Cryptic Crossword: Amateur Crypto and Reverse Engineering

bbanyc · on Feb 14, 2014

The punchline to this story is that a few years ago the Times stopped scrambling their .puz files, making all this reverse-engineering work largely irrelevant.

(At the time I was using a modified version of the "xword" program in Debian's repo, which didn't detect whether the file was scrambled. In other words, it treated every letter as wrong because it didn't match the enciphered grid. I ended up hacking in some code to detect these files and disable the check/reveal features when playing them.)

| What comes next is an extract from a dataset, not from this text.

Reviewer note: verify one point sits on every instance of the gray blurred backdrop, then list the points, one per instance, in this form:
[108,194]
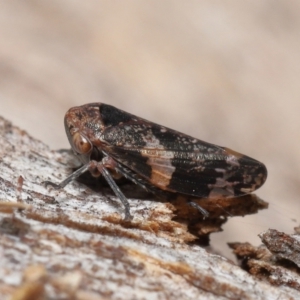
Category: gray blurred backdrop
[226,72]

breadbox · on Feb 15, 2014

Very true! I mentioned that fact the first time I gave this presentation, but it wound up being an anticlimactic ending, so I chose to omit it from the written essay. (And at this point, the focus is more about the process of reverse-engineering anyway.)

EDIT: To be precise, there were still a few other crossword publishers using the scrambling feature. None as important as the New York Times, though, of course.

stavros · on Feb 15, 2014

Problem solving is its own reward!

davepeck · on Feb 15, 2014

This is a great and entertaining read about reverse engineering.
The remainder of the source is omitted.